While the US stock market has rebounded, the combination of the Trump tariffs and an erratic bond market has begun to shake global investment thinking. Especially with those holding foreign currencies, who must also deal with oscillations in the dollar

Author :  Jeff Sommer
Update:2025-07-21 06:30 IST

• People living in the United States and using mainly dollars in their personal lives may not fully appreciate the combination of shocks that have unnerved investors elsewhere in the world.

The first half of the year was a game changer for investors in Europe, Japan and many other countries for whom the instability of the US financial markets was a seismic event. After years of US outperformance, stocks, bonds and the dollar all experienced painful reversals that were magnified for those holding euros, yen and other currencies.

In fact, calculations by the global financial services company MSCI show that for people using Japanese yen or euros, the combined volatility of the dollar and the US stock market in the first half of 2025 made US equities even riskier in some respects than traditionally risky emerging markets. That category includes an extraordinarily diverse range of countries, including India, Taiwan, South Korea, Brazil, Mexico, Saudi Arabia and China.

The US stock market has largely rebounded since late April, and that may be masking an unpleasant reality. For global investors, the lagging performance and heightened volatility of US markets this year represent a shift. For most of the last few decades, US financial markets were unquestionably the premier destination, both in terms of relatively high investment returns and low risk.

The advantages of the US remain formidable, and the recent tumult may recede into the background, but because many current problems appear to stem from the policies of the Trump administration, there is ample reason for concern.

The shudders in US financial markets after Trump’s tariff announcements on April 2 amounted to what Ashley Lester, chief research officer of MSCI, called a rare “triple-red moment,” a simultaneous and significant sell-off of stocks, treasury bonds and the US dollar. Most episodes of triple-market declines have been brief — a big exception being the prolonged market turmoil of the 1970s. In that period, he said, “oil shocks, Vietnam-era deficit spending and a Fed that lacked credibility led to the collapse of the Bretton-Woods system” of fixed exchange rates pegged to the dollar, which was then convertible to gold. The breakdown caused chaos in financial markets, but the US reemerged as the central, indispensable player in global finance.

The markets have reacted more calmly to the latest tariff announcements from Trump, but that may be because of the spreading belief in the TACO meme — “Trump Always Chickens Out” — meaning that he won’t ultimately impose tariff rates as high as he has threatened.

Nonetheless, the effective US tariff rate is already the highest it has been since the Great Depression, according to the Budget Lab at Yale, and many countries have refrained from imposing equivalent tariffs on the US in the hope of reaching a compromise.
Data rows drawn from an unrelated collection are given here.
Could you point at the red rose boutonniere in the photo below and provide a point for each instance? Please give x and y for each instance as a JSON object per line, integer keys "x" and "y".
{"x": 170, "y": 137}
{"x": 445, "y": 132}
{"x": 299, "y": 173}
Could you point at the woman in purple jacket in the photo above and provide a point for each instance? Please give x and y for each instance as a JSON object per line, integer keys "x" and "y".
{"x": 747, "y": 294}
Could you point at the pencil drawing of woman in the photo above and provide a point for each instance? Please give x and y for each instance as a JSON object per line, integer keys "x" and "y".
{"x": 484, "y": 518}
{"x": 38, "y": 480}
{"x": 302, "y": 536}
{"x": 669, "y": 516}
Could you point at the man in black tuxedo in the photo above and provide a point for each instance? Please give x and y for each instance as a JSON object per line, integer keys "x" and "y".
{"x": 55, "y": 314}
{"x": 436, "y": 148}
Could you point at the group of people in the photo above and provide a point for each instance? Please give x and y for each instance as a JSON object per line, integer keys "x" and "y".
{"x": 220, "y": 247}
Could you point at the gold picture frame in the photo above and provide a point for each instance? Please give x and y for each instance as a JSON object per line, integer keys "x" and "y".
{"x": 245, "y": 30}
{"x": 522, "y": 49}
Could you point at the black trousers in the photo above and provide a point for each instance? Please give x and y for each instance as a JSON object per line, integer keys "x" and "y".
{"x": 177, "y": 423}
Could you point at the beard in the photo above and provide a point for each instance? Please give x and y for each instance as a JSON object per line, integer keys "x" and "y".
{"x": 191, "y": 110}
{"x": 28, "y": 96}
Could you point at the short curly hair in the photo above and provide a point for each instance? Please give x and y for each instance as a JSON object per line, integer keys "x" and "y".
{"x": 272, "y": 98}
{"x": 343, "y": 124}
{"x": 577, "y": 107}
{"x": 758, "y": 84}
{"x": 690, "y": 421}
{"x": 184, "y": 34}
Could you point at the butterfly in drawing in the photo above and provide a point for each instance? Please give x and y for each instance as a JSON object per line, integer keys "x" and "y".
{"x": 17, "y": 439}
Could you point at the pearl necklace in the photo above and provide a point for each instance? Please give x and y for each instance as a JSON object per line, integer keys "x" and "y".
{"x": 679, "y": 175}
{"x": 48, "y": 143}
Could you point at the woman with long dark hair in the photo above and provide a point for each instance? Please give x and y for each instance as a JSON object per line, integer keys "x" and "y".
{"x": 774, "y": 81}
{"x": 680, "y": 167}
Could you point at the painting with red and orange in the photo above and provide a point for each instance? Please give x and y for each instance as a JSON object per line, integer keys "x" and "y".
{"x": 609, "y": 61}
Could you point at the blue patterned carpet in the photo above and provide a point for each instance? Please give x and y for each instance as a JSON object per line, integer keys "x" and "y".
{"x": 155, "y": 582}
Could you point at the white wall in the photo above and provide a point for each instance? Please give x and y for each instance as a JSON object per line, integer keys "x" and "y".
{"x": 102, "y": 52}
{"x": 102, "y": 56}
The perils of this global trade war could still become much worse.

The Trump administration has been intensifying its criticism and pressure on the Federal Reserve and its chair, Jerome Powell, whose independence is widely viewed by economists and investors as crucial for the health of the markets and the overall economy.
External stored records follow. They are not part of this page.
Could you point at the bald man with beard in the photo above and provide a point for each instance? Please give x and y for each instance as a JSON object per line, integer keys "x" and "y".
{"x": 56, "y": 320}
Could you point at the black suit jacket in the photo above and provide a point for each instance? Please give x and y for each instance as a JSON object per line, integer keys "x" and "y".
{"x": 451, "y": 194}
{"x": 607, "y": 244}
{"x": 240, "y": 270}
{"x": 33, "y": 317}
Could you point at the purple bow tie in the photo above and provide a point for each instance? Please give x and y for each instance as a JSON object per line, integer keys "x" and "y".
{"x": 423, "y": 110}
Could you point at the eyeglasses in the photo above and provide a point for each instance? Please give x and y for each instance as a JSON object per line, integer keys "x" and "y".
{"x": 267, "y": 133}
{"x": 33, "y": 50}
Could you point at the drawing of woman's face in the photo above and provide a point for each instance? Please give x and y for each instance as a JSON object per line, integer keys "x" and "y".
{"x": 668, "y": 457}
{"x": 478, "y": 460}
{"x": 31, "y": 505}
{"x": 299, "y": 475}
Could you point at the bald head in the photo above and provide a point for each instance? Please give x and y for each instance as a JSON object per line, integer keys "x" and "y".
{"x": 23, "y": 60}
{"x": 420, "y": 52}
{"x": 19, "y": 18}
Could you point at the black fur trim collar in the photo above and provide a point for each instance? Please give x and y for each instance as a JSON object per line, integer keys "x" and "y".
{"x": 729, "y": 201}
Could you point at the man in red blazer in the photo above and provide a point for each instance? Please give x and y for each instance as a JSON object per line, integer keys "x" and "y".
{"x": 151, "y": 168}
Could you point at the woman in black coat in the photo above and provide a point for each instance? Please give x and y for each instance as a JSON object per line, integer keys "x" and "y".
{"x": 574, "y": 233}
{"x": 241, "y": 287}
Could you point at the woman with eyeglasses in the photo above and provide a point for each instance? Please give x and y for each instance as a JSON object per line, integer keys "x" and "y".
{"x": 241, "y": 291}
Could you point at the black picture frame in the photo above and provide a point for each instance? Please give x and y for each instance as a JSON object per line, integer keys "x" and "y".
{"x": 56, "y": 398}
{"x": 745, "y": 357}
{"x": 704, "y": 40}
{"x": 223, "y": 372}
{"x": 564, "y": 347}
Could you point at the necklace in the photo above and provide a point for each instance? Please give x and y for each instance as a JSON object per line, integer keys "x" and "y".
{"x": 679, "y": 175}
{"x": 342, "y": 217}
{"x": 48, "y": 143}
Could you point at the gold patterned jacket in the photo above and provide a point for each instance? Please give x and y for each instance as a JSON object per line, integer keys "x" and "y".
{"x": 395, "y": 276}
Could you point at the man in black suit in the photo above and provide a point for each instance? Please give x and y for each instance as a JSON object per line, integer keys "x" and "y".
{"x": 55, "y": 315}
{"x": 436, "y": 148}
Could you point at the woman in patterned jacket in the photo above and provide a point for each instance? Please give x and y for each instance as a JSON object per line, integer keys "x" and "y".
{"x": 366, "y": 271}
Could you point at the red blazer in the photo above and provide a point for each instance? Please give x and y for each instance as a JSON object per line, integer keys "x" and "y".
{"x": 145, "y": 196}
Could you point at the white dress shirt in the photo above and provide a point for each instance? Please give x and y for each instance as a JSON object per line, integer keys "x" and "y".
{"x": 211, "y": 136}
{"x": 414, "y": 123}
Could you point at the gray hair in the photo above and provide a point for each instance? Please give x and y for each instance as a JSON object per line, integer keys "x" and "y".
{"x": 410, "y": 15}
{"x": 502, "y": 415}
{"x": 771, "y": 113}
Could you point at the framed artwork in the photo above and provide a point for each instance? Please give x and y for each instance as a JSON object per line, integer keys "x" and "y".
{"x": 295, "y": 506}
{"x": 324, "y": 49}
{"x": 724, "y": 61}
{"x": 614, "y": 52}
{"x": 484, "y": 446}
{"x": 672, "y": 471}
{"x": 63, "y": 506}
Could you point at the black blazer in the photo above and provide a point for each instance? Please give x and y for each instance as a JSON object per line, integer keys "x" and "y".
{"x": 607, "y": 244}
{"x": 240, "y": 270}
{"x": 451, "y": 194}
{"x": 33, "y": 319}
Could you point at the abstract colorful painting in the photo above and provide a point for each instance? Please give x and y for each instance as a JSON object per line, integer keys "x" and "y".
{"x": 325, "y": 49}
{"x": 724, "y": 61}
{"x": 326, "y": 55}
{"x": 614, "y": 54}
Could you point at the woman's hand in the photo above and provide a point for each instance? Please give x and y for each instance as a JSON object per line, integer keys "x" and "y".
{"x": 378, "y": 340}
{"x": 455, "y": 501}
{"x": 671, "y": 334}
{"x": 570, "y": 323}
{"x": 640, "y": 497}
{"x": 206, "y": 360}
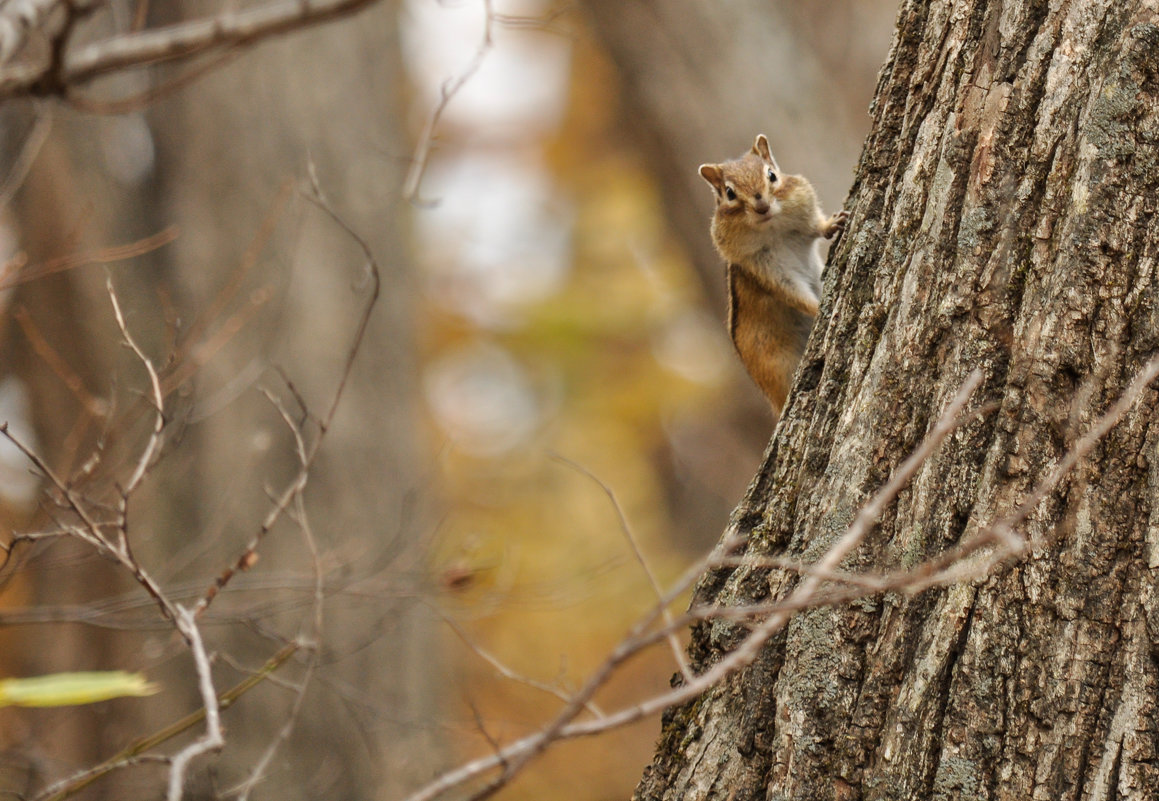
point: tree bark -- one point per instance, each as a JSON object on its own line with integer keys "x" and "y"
{"x": 1003, "y": 219}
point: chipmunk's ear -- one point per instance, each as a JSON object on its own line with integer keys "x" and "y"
{"x": 714, "y": 176}
{"x": 760, "y": 147}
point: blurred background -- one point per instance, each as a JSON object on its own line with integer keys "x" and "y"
{"x": 547, "y": 352}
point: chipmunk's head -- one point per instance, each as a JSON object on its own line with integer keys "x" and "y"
{"x": 757, "y": 204}
{"x": 748, "y": 199}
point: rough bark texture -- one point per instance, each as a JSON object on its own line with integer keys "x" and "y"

The markets won’t shrug off such problems forever.

At a minimum, with shifting projections of investment risk and the furore of the early days of the Trump administration, international investors need to evaluate whether it makes sense to shift some money to countries other than the US. And US investors with a strong home-country bias may want to consider whether they have diversified sufficiently outside the US.

What’s impressive about the US stock and bond markets turning in solid performances for US investors this year is that the markets rebounded despite continual shocks, uncertainty and periodic sharp price declines, often induced by the disruptive policies of the Trump administration. Even so, in terms of market performance, America this year is far from first. Because the dollar fell an average of 10% against other developed-market currencies and 7% against those in emerging markets, the advantages of investing outside the US have been even more compelling for people living elsewhere and using other currencies.
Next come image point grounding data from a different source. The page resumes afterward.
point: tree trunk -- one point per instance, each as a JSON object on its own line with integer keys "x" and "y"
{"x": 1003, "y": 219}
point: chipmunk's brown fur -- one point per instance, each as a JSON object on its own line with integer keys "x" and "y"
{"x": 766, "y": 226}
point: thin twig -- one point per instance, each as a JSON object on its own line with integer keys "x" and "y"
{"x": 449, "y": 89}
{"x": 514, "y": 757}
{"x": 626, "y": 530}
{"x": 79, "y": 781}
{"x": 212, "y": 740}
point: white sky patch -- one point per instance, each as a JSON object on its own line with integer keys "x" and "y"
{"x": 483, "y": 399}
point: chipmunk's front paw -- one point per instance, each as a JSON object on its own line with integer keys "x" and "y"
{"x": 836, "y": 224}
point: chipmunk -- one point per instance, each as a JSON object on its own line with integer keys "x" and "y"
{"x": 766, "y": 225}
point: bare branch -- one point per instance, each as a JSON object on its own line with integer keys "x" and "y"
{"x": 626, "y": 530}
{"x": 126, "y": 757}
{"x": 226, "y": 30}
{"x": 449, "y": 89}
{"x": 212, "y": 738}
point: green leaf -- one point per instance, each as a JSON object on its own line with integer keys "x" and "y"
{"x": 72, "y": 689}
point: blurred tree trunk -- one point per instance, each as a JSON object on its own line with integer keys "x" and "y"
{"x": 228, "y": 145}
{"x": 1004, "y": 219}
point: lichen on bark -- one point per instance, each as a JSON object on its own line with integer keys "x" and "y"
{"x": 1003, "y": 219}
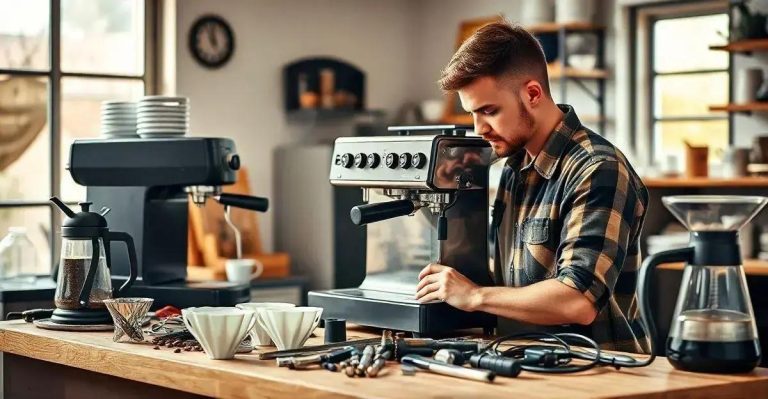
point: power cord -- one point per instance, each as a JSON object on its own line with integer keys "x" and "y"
{"x": 553, "y": 353}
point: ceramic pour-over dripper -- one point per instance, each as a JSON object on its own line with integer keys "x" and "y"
{"x": 290, "y": 328}
{"x": 128, "y": 315}
{"x": 219, "y": 330}
{"x": 259, "y": 336}
{"x": 714, "y": 212}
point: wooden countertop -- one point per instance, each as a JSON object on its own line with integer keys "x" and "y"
{"x": 247, "y": 377}
{"x": 752, "y": 267}
{"x": 705, "y": 182}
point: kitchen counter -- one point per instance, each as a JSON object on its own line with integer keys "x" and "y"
{"x": 78, "y": 364}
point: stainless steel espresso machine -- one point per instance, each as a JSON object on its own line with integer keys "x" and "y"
{"x": 146, "y": 184}
{"x": 438, "y": 182}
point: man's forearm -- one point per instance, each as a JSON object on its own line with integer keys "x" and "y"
{"x": 548, "y": 302}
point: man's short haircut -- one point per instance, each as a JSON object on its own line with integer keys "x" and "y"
{"x": 500, "y": 50}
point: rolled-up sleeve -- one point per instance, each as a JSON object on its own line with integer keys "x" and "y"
{"x": 598, "y": 210}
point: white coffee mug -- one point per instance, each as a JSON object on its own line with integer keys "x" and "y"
{"x": 241, "y": 270}
{"x": 747, "y": 83}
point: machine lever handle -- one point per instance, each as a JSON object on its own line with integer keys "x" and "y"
{"x": 258, "y": 204}
{"x": 369, "y": 213}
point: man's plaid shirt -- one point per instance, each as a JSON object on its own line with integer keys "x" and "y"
{"x": 574, "y": 213}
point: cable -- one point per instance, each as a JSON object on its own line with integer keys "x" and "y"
{"x": 553, "y": 353}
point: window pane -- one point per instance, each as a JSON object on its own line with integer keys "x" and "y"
{"x": 670, "y": 136}
{"x": 80, "y": 115}
{"x": 37, "y": 221}
{"x": 25, "y": 159}
{"x": 682, "y": 44}
{"x": 690, "y": 95}
{"x": 102, "y": 36}
{"x": 24, "y": 34}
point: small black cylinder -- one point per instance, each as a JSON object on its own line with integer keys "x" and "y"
{"x": 369, "y": 213}
{"x": 442, "y": 228}
{"x": 258, "y": 204}
{"x": 335, "y": 330}
{"x": 715, "y": 248}
{"x": 503, "y": 366}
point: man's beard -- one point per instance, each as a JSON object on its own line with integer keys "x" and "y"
{"x": 511, "y": 145}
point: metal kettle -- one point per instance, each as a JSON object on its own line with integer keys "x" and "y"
{"x": 83, "y": 279}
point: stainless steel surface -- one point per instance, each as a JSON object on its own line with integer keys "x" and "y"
{"x": 199, "y": 194}
{"x": 449, "y": 178}
{"x": 235, "y": 230}
{"x": 446, "y": 158}
{"x": 715, "y": 325}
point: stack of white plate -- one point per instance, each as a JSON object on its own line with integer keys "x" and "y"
{"x": 118, "y": 119}
{"x": 163, "y": 116}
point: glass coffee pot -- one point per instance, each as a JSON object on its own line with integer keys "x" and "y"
{"x": 713, "y": 329}
{"x": 83, "y": 280}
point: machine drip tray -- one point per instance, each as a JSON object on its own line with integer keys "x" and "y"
{"x": 396, "y": 311}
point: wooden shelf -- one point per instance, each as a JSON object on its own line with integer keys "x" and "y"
{"x": 743, "y": 46}
{"x": 553, "y": 27}
{"x": 321, "y": 115}
{"x": 466, "y": 119}
{"x": 752, "y": 267}
{"x": 745, "y": 107}
{"x": 555, "y": 71}
{"x": 704, "y": 182}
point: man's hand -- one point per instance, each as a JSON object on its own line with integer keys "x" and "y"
{"x": 443, "y": 283}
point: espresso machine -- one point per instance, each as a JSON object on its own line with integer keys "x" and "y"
{"x": 427, "y": 201}
{"x": 146, "y": 184}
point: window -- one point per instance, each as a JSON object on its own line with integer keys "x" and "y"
{"x": 686, "y": 77}
{"x": 58, "y": 60}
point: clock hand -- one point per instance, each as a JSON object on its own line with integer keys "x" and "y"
{"x": 212, "y": 37}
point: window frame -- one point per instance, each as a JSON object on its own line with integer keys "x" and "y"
{"x": 642, "y": 72}
{"x": 54, "y": 74}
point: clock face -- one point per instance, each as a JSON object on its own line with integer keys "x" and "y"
{"x": 211, "y": 41}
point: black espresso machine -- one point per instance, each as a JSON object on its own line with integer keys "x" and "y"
{"x": 439, "y": 182}
{"x": 146, "y": 184}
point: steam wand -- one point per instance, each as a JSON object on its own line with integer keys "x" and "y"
{"x": 238, "y": 241}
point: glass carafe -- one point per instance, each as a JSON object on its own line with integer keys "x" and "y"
{"x": 83, "y": 280}
{"x": 75, "y": 262}
{"x": 713, "y": 327}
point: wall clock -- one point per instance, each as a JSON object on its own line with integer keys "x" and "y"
{"x": 211, "y": 41}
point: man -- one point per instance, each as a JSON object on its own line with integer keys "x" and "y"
{"x": 569, "y": 210}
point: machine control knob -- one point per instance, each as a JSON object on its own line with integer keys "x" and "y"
{"x": 392, "y": 160}
{"x": 374, "y": 160}
{"x": 347, "y": 160}
{"x": 419, "y": 160}
{"x": 405, "y": 160}
{"x": 233, "y": 160}
{"x": 360, "y": 160}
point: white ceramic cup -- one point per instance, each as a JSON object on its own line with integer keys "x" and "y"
{"x": 241, "y": 270}
{"x": 259, "y": 336}
{"x": 747, "y": 83}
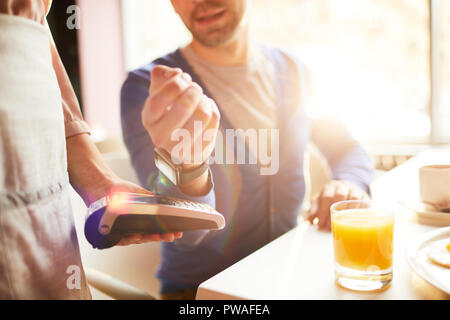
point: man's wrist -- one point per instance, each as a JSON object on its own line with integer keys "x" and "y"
{"x": 199, "y": 186}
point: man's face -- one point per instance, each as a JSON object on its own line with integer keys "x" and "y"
{"x": 211, "y": 22}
Clearly, an international approach was a good strategy for many people. Generally speaking, diversified holdings in emerging and developed markets outside the US were superior to investments in US assets in the first half of this year.

The critical question is whether that will be true in the future. No one knows the answer, but it’s being asked urgently by global investors.

Perhaps this will be remembered as an odd and troubling moment in the long history of US exceptionalism. Advances in fields like artificial intelligence may supercharge US markets, and the traditional strengths of the US economy and political system may be sufficient to withstand this difficult time.

But it’s possible that, in critical ways for investors, we are already living in a new world.

It makes sense to diversify, even if the US returns unequivocally to its old status as the indispensable country with the most reliable economy and markets in the modern world.